When she started medical school at the UW in 2006, Margaret Towolawi was the only Black student in her entering class. She graduated in 2010, finished her family medicine residency training at the UW in 2013, and later worked at Swedish Richmond Beach Primary Care where she was the only Black doctor. Now, 15 years after completing her medical studies, she has opened one of the few Black-owned membership-based primary care practices in Washington.
She follows the direct primary care model (DCP), which is designed to provide a stronger, more trusting doctor-patient relationship and more personalized comprehensive care. Patients have more access to their doctors, with the added bonus of a monthly membership rate paid directly to the physician instead of the typical third-party payment model. This monthly payment model covers extended visits, labs, consultative services, care coordination and comprehensive care management. For those patients who pay expensive monthly insurance premiums, this model can create substantial savings.
Dr. Towolawi’s DPC model is centered around the American College of Lifestyle Medicine, which promotes prevention over pills through six main methods of treatment: restorative sleep; stress management; a plant-based, whole-food diet; regular physical activity; healthy social connections with others; and minimizing and avoiding risky substances like alcohol, drugs and tobacco.
After working in a major primary care setting for years, it was especially important to Towolawi that she operate in a way that empowered the patients by arming them with the tools to make better, healthier choices.

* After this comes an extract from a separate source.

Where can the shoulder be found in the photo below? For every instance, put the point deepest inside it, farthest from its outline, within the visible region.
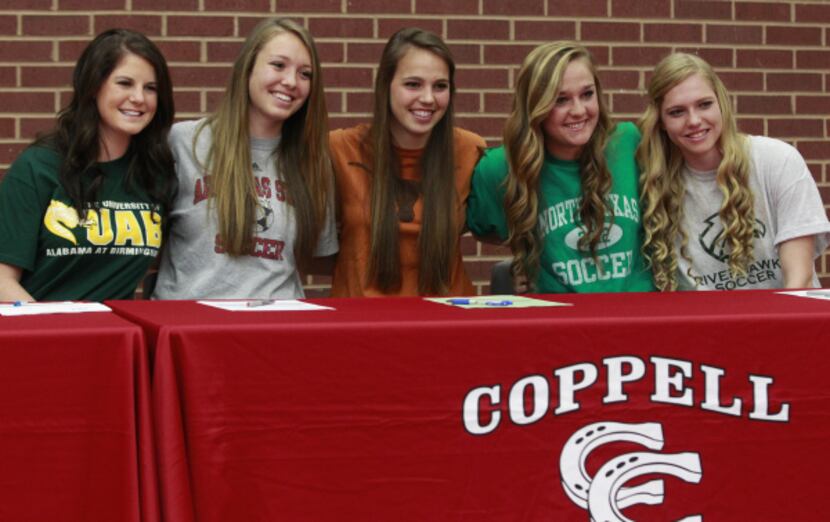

She helps her patients eat healthier. Through her “Shop with Your Doc” program, she shares “Dr. T’s recipes” and does a “book of the quarter” for her patients. “It’s just really giving people the knowledge,” she says. “Knowledge is power.”
Towolawi resigned from Swedish in August of 2020 and opened Nurture Well Center less than a year later. Now, she is able to provide personalized care. Her appointments are one-hour long, which allows her to sit with each patient to get to the root of their issue. This also allows her to focus deeply on communities that are the most at risk.
According to the National Academy of Medicine, “racial and ethnic minorities receive lower-quality health care than white people—even when insurance status, income, age, and severity of conditions are comparable.” Towolawi has also worked telehealth urgent care shifts outside of her practice and has seen these disparities time and again. Recently, an older Black man experiencing chest pain called Towolawi from an emergency room. “He and his wife were on the video call,” she says. “He said he’d been in the emergency room for six hours. No one had been communicating with him. He felt like he was not respected, not even offered a cup of water. He was using telehealth even though he was at a hospital emergency room because he felt he was not feeling heard or seen, and it just broke my heart.”
Towolawi opened her practice to address such disparities. While heartbreaking, experiences like her telehealth patient’s are not uncommon. She tells people to trust their guts: If something seems off, they should seek care elsewhere. “It’s something that happens far too often,” she says. She works to give them the tools to manage their situation or refers them to someone who can give them the care they deserve.
Towolawi says she hopes more people will consider direct primary care as an alternative to traditional care. She is also passionate about spreading the word about lifestyle medicine. Merging DPC and lifestyle medicine has allowed her to make the type of care she once dreamed about a reality .
In the October print issue of Viewpoint Magazine it was incorrectly stated that Dr. Towolawi opened the state’s first Black-owned primary care practice. In fact, she opened a direct primary care practice. Dr. Towolawi made it clear to us that direct primary care is a unique, membership-based model of delivering care.
Our apologies to Dr. Towolawi and the Black physicians who have opened primary care practices in Washington over the decades. We did not intend to ignore or erase their important contributions and impactful legacies. We regret the error and are sorry for any harm this may have caused.